I am working on a custom VCL-only date edit component. Am planning on using the System.SysUtils.FormatDateTime function to convert a TDate to a string. There are two versions of FormatDateTime--one is thread-safe and the other is not. Since the VCL is not thread-safe, should I prefer the thread-safe version or is the non thread-safe version okay to use?
2 Answers
tl;dr use threadsafe version
If you use the non threadsafe version then you constrain any consumer of your component not to use that same non threadsafe version in a thread.
That's not an unreasonable constraint by any measure. Using the non threadsafe version is only really viable in a program that never does so away from the main thread. So a program would have to be breaking the rules in the first place for your component to be caught up in the fallout.
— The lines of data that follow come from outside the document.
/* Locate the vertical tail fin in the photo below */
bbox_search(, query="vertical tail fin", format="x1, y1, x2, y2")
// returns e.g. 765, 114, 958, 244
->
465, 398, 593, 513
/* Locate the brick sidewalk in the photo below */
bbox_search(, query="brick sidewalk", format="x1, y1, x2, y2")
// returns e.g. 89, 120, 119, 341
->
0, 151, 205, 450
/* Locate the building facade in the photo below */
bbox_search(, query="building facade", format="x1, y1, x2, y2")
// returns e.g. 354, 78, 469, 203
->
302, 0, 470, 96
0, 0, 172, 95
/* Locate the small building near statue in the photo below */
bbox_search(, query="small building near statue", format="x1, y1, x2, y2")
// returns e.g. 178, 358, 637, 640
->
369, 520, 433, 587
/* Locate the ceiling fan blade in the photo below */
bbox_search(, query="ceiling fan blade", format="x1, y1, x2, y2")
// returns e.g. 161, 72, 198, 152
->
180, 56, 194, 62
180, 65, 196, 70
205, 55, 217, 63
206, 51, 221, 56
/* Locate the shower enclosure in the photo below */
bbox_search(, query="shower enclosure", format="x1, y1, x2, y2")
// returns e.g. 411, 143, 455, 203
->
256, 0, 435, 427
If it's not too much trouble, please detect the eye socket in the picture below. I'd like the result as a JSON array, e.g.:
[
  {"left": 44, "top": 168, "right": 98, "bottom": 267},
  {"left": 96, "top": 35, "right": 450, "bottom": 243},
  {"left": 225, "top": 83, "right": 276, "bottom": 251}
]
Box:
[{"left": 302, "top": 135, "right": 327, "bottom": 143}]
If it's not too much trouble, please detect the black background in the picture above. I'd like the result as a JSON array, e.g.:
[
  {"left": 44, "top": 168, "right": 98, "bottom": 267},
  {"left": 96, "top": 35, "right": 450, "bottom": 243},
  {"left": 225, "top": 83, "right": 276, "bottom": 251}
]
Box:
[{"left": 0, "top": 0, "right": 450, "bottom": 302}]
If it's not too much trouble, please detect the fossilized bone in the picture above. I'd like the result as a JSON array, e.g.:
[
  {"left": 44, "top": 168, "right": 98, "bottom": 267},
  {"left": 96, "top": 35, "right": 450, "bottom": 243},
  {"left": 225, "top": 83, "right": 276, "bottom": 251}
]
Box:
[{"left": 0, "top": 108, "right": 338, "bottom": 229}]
Having said that, a component author should as a principle avoid making any assumptions about the consuming program. So best practice is to call the threadsafe version. Then there can be no debate. Your program cannot be involved in any thread safety issue with these locale global variables.
So long the caller will be the main thread, it doesn't matter if you choose a non thread safe variant of the function. Which in this case seems to be (if you are not creating inside of your component a worker thread from which you were calling that function, and you adhere to the rule that you won't use your control inside any worker thread, you'll be safe with it).
But there's more to consider. If you have recent Delphi version and keep UpdateFormatSettings property enabled, a globally declared format settings variable used in non thread safe overload of the FormatDateTime function will get updated when the user modifies their local settings on their system. I can't say anything about a control notification (so you could update the output) because I'm having only D2009 by hand right now and these changes has been added later.